The obvious question is "Should I use Datadog?" and I tend to answer this question the same way I would if you said "Should I use AWS?" In both cases, the answer is "You probably should, but it is important to evaluate your specific needs." This is because like any PaaS or IaaS provider, Datadog works well for a large number of customers, but not every customer. I would estimate 85%-90% of companies could cost-effectively and efficiently integrate Datadog and be very pleased long-term. We will explore when you should do extra diligence in this guide.

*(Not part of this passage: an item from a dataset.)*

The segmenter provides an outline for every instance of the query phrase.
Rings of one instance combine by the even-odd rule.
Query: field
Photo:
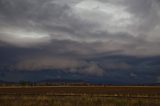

If you get into the business of 3rd party observability, it won't take long for someone to tell you about how expensive Datadog is relative to other solutions in the space. I want to address this right up front so there's no confusion and proper expectations: Datadog CAN be expensive. This is due to a few different factors which I will talk about, and not even as a result of any nefarious motive on the part of Datadog. Much of this guide will keep costs in mind, and share suggestions for how to manage cost from day one, to avoid unwelcome surprises and leave a salty taste for the entirety of your relationship. With that in mind, let's get going!

Note: I will treat this guide somewhere between "you have never done this" and "you have a decent idea what you're doing" but maybe sprinkle in a few "expert-level" deep thoughts here and there. Note: I will mark each section that contains any AI-generated content, but expect that over time, there will be little to no AI-generated content.